Variables	Control	Non-ID anemia	ID	IDA	p
	n = 54	n = 58	n = 53	n = 52
Age (years)	42 ± 14.2	40.7 ± 8.2	43.2 ± 12.4	41.8 ± 12.8	0.748
Gender, n (%)
Female	40 (74.1)	47 (81.0)	42 (79.2)	42 (80.8)	0.807
Male	14 (25.9)	11 (19.0)	11 (20.8)	10 (19.2)
Ferritin (pmol/L)	51.01 (33.7–122.91)	43.37 (28.31–86.96)	20.22 (11.68–26.74)	13.93 (5.17–26.51)	<0.001*
Iron (μmol/L)	15.59 ± 3.54	15.07 ± 1.88	3.97 ± 1.59	2.72 ± 1.06	<0.001*
TIBC (μmol/L)	56.26 ± 11.83	57.57 ± 16.09	73.14 ± 8.59	76.72 ± 12.82	<0.001*
Transferrin saturation (%)	27.3 (16.8–39.2)	25.2 (2.4–35.7)	4.6 (1.9–11.8)	3.5 (1.4–8.2)	<0.001*
Hemoglobin (g/L)	152 ± 4.0	97 ± 11	152 ± 6.0	96 ± 13	<0.001*
MCV (fL)	90.5 ± 3.9	89.7 ± 5.5	74.3 ± 6.4	72.0 ± 7.8	<0.001*
MCHC (g/dL)	40.1 ± 1.6	39.4 ± 3.2	33.8 ± 2.4	28.4 ± 1.9	<0.001*
Platelet (103 μ/L)	337.1 (146.5–472)	322 (145.6–496.4)	416.3 (161.7–652.6)	396.5 (159-720)	<0.001*
RET-He (pg)	36.6 ± 7.0	32.1 ± 6.8	26.0 ± 4.9	21.0 ± 4.1	<0.001

* Normally distributed numerical variables were shown as mean ± standard deviation.

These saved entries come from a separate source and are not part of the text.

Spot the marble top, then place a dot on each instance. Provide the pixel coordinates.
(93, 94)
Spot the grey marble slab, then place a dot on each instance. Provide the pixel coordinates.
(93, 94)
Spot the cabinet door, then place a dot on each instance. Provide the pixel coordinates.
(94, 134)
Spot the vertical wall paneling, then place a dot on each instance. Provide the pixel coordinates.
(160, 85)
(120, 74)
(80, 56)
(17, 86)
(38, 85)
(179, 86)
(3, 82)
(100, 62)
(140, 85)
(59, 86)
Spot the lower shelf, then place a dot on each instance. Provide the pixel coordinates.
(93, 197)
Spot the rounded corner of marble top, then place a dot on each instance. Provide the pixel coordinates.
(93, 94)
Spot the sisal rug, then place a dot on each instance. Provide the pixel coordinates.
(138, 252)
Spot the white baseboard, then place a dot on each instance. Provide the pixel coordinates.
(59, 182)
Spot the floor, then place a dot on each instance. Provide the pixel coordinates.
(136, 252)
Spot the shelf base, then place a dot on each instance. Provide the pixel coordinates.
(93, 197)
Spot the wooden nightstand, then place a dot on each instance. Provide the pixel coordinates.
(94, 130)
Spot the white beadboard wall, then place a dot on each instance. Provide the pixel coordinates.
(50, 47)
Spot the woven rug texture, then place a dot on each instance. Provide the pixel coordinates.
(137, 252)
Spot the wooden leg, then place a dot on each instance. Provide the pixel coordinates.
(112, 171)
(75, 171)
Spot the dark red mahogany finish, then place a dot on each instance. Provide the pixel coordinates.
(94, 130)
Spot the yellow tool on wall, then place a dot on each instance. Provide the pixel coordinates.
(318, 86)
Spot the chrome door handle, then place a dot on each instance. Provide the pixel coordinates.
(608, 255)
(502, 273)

Numerical variables that do not show normal distribution were shown with median (min-max). Categorical variables were shown as number (%).

* p < 0.005 shows statistical significance.

Abbreviations: ID, Iron Defiency; IDA, Iron Defiency Anemia; TIBC, Total Iron Binding Capacity; MCV, Mean Corpuscular Volume; MCHC, Mean Corpuscular Hemoglobin Concentration; RET-He, Reticulocyte Hemoglobin Equivalent.